Public television this evening is affording us a pleasurable foretaste of what should prove to be a major high-light of the Washington dance scene this summer. "An Evening With the Royal Ballet," which airs on Channel 26 tonight at 8 o'clock, gives us an hour's sampling of England's balletic pride and joy, the same troupe that will hold forth at the Kennedy Center Opera House for two weeks beginning July 14.

The sample is not precisely representative. Tonight's program is an abbreviated version of a longer one originally taped several seasons back as a co-production of the BBC and Metromedia, in fact during live performance of the company at Covent Garden. What's been retained for the PBS telecast is perfectly respectable repertoire, but decidedly on the fluffy side -- sort of a "pops" ballet assortment. All the same, we do get some revealing glimpses of the elegance, poise and stage presence that have long been the Royal's trademarks.
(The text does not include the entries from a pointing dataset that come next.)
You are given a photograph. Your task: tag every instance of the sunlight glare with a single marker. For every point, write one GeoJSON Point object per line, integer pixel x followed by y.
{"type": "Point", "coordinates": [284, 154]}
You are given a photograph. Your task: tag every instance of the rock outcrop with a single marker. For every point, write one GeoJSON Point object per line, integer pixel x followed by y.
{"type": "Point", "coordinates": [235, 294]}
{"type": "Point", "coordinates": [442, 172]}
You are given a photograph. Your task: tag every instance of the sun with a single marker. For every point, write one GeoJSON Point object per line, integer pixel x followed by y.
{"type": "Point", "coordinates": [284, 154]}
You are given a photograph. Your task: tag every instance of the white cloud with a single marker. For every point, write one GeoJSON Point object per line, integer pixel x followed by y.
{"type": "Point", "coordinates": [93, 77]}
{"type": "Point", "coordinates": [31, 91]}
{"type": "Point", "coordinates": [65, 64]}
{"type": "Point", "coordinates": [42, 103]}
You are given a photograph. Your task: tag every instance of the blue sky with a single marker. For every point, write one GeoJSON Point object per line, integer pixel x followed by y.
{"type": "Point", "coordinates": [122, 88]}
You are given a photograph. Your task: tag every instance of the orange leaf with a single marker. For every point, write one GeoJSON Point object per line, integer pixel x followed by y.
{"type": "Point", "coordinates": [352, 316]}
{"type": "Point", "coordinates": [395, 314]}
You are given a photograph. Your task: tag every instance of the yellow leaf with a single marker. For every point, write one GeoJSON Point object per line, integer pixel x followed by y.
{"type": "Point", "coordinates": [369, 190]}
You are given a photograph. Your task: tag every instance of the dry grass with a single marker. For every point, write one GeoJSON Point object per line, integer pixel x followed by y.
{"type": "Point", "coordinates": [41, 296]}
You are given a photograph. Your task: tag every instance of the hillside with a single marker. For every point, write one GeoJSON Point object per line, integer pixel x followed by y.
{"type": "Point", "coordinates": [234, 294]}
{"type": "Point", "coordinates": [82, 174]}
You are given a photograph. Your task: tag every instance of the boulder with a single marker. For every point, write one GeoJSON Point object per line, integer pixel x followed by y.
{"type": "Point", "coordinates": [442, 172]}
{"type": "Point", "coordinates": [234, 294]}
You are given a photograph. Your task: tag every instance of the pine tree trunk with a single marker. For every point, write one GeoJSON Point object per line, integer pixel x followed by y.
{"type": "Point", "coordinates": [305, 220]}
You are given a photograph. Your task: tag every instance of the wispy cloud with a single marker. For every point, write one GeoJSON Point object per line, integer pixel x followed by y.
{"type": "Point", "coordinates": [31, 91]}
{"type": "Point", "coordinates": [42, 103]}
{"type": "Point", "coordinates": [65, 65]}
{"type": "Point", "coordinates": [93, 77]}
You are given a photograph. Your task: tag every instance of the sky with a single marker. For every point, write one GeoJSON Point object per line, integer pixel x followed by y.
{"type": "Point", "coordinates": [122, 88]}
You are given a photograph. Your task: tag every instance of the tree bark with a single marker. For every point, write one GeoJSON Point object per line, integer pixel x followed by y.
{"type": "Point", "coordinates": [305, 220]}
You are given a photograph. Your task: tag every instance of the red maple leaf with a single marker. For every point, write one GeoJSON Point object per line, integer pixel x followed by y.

The program's one complete item is Kenneth MacMillan's "Elite Syncopations," a self-consciously giddy ragtime potpourri that afirms the choreographer's genuine wit and craft but wears out its welcome with several too many "zany" numbers. Still, it's performed to sly perfection, and rambunctious Wayne Sleep, drily saucy Monica Mason and svelte Jennifer Penney are shown off to fine advantage.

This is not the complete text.